Demikian, semoga kita selalu dikaruniai untuk terus semangat belajar. Jangan takut bertanya ke orang yang lebih tahu. Meski ibadah pada dasarnya adalah ittiba’ (mengikut), tapi kita harus belajar dalilnya, bahkan kita harus tahu dasar dalil tersebut shahih atau bukan. Karena ribuan hadist yang sering kita baca, tidak sadar adalah hadist palsu.

Salam,

Yang Perlu Dinasihati.

Duduk at-Tahiyyat Akhir dan Membaca Do’a

Wah, catatannya sudah sampai at-tahiyyat akhir. Hhe. Semoga apa yang saya bagikan ini bermanfaat 🙂

Dari Abu Humaid, dan pada waktu itu dia berada dalam satu rombongan dari shahabat-shahabat Rasulullah SAW ia berkata, “Saya adalah yang paling hafal shalatnya Rasulullah diantara kamu sekalian, saya melihat Nabi SAW apabila bertakbir menjadikan kedua tangannya sejajar dengan dua bahunya, …. Dan apabila duduk pada raka’at yang akhir (duduk at-tahiyyat akhir) beliau menjulurkan kakinya yang kiri dan menegakkan yang lain (kakinya yang kanan) dan beliau duduk pada tempat duduk beliau.” [HR. Al Bukhari, dalam Nailul Authar Juz 2, hal. 306]

Membaca Do’a

Dari Abu Hurairah, ia berkata: Rasulullah SAW pernah bersabda, “Apabila salah seorang diantara kalian selesai membaca tasyahud akhir, maka hendaklah mohon perlindungan kepada Allah dari empat hal: Yaitu dari siksa jahannam, dari siksa kubur, dan fitnah hidup dan mati, serta dari kejahatan masiihid dajjal (perusak yang menghabiskan kebaikan).” [HR. Al Jama’ah, kecuali Al Bukhari dan At Tirmidzi, dalam Nailul Authar Juz 2, hal. 326]

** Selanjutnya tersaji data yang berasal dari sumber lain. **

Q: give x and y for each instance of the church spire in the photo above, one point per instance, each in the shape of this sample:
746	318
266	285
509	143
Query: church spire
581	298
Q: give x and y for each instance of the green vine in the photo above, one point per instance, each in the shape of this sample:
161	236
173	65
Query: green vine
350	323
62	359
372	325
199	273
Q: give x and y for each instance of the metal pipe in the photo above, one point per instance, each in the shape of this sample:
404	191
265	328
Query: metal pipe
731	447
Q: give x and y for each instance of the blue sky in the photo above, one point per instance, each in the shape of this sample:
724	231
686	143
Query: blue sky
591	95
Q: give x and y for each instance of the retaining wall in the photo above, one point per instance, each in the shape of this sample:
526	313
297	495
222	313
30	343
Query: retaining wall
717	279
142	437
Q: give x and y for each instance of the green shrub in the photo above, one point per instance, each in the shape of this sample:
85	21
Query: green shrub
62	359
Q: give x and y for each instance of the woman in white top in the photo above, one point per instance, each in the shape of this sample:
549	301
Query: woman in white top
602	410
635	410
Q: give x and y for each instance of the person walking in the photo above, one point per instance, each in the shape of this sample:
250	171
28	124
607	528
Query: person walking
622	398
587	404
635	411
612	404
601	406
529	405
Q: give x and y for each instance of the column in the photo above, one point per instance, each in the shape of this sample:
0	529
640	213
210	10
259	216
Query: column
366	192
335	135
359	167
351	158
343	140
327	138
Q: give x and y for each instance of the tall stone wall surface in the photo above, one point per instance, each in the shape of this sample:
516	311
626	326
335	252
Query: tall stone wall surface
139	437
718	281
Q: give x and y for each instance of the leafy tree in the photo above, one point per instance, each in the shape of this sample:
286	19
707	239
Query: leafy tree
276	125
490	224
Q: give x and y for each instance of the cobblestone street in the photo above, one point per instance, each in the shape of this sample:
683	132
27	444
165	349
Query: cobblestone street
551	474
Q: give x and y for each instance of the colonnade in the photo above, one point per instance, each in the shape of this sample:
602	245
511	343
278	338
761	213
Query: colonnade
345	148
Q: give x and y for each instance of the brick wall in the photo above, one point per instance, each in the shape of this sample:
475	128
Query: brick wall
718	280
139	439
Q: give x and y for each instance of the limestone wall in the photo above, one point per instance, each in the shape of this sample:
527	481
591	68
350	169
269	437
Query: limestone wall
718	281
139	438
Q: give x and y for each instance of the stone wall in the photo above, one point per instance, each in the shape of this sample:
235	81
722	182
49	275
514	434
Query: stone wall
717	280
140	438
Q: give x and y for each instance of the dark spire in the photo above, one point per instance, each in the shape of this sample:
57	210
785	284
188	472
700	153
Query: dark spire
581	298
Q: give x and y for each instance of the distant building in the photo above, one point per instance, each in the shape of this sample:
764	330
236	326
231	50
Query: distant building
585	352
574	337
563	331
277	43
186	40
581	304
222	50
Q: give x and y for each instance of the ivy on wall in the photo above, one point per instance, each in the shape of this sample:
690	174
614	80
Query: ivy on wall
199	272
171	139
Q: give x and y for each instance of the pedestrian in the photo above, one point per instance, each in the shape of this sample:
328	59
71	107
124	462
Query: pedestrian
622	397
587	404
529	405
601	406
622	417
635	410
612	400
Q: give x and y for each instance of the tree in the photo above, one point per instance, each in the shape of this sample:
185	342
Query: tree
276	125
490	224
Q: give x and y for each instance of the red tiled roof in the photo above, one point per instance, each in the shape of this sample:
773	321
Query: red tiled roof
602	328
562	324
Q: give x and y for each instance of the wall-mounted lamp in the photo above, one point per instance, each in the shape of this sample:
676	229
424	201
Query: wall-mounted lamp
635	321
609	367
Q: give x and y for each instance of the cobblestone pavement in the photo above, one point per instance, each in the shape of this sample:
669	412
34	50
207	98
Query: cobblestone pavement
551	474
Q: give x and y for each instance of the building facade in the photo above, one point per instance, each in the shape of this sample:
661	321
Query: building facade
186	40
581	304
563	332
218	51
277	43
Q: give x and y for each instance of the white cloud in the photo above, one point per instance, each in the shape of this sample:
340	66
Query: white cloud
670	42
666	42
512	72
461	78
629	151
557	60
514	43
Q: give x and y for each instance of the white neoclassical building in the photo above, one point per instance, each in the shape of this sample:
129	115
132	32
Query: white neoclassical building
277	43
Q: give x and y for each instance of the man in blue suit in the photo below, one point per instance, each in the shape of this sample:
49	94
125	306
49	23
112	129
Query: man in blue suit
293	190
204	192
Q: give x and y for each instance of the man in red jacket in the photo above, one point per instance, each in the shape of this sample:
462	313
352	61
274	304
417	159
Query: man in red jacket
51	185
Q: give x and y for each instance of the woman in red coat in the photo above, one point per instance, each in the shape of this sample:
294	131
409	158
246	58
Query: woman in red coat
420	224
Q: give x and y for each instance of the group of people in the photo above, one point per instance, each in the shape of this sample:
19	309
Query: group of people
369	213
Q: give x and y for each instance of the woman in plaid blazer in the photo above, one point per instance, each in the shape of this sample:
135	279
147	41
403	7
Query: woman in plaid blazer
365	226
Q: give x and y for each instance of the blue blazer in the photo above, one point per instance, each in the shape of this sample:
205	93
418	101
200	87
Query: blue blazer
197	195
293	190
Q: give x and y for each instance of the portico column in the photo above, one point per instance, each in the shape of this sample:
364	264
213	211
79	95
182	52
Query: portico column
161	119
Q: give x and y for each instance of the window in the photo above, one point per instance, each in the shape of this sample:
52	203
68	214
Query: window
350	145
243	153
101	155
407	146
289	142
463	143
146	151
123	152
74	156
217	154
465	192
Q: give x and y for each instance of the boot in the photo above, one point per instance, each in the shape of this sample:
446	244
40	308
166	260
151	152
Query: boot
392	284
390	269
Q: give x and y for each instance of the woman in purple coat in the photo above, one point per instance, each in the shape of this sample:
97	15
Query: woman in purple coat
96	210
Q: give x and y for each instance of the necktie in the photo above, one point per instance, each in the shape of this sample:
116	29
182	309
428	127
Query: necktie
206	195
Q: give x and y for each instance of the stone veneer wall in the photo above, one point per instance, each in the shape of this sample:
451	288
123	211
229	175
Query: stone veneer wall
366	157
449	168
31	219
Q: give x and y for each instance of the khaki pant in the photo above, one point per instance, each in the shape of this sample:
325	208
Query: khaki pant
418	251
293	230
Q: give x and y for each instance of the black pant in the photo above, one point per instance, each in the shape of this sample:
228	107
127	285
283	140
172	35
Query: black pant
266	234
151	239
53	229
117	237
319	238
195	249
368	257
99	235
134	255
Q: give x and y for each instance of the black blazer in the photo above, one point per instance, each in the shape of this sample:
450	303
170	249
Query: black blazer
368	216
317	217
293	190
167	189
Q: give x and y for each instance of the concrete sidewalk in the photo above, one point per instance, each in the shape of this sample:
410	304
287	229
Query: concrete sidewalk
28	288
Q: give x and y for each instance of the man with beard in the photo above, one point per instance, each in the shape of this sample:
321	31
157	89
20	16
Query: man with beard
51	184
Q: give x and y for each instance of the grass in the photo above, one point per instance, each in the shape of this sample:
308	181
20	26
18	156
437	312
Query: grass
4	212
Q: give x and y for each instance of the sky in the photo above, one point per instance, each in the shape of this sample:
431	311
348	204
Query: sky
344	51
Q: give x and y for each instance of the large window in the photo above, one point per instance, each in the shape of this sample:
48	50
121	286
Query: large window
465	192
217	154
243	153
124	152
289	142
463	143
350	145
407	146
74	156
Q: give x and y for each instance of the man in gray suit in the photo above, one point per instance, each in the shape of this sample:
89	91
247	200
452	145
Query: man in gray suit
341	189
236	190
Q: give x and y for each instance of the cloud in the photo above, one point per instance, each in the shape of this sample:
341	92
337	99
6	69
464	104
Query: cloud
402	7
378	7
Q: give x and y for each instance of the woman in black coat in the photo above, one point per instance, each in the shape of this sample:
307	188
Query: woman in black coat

Dari Abu Hurairah RA, ia berkata, “Adalah Rasulullah SAW berdo’a (di dalam shalatnya) Allaahumma innii a’uudzu bika min ‘adzaabil qobri wa min ‘adzabin naar, wa min fitnatil mahyaya wa mamaat, wa min fitnatil masiihid dajjal. (Ya Allah, sesungguhnya aku berlindung kepada-Mu dari siksa kubur, dari siksa neraka, dari fitnah hidup dan mati, serta dari fitnah masiihid dajjal–perusak yang menghabiskan kebaikan.)” [HR. Al Bukhari Juz 2, hal. 103]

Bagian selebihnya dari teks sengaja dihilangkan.